Didier Delignières : Trajectoires professionnelles entre enseignements secondaire et supérieur

Une nouvelle édition des « Rencontres avec » s’est tenue le jeudi 8 octobre 2015 à l’ENS Rennes, organisée par l’association des élèves et anciens élèves du département 2SEP (A3EPS). Didier Delignières, a accepté cette invitation, prévue initialement pour discuter des trajectoires professionnelles entre le milieu secondaire et le milieu supérieur, mais qui a permis également d’éclairer certaines idées également sur l’enseignement de l’EPS et la sphère éducative.

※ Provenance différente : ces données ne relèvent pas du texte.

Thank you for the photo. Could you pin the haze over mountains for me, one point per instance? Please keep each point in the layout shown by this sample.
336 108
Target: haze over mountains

 En effet, le monde universitaire (comprenant la recherche et la formation), apparait séparé du milieu secondaire et de l’enseignement de l’EPS. Il nous semblait donc intéressant de questionner Didier Delignières, acteur majeur des STAPS et de l’EPS sur ce thème, faisant écho aux précédents échanges entre lui et les élèves de l’ENS1. Obtenant son CAPEPS en 1980, Didier Delignières enseigne plusieurs années en collège et en lycée, « années déterminantes » dit-il pour son futur. Il majore ensuite l’agrégation d’EPS en 1987 puis entre à l’INSEP au laboratoire de Psychologie du sport et soutient sa thèse en 1993 sous la direction de Jean Pierre Famose. Participant à de nombreuses réflexions, il fonde la revue « Echanges et controverses », qui ne tiendra que 4 numéros, mais il devient ensuite Editeur de la Revue « Science et Motricité » en 2003, actuellement renommée « Movement & Sports Sciences ». En 1994, il obtient un poste de Maitre de Conférences à l’UFR STAPS de Montpellier, devient professeur en 1999, et occupe la direction de l’UFR depuis 2010. Acteur important du monde des STAPS, il est président de la C3D depuis 2013, en publiant par exemple dans la revue EPS des éléments intéressants sur « Culture STAPS ».

 

  1. Les trajectoires professionnelles dans le secondaire et vers le supérieur

 Afin de lancer le débat, Didier Delignières rappelle l’importance pour l’institution universitaire et particulièrement des UFR STAPS, de cadres de qualité pour la formation des enseignants. Etre « prof de gym » fait l’objet de choix personnels, professionnels mais il faut penser également aux autres possibilités offertes pour les enseignants, et notamment les agrégés. D’abord dans le secondaire, les enseignants peuvent accéder au corps d’inspection, qui devrait d’ailleurs faire l’objet d’un réel choix et non pas d’une orientation par défaut après plusieurs années d’enseignement. Les enseignants ont également la possibilité de devenir chef d’établissement, personnes qui ont un rôle essentiel dans la communauté éducative. En effet, il est considéré comme un chef d’orchestre qui délègue aux équipes éducatives, qui assume ses responsabilités et qui coordonne « la bande des adultes, face à la foule enfantine au travers d’apprentissages disciplinaires ».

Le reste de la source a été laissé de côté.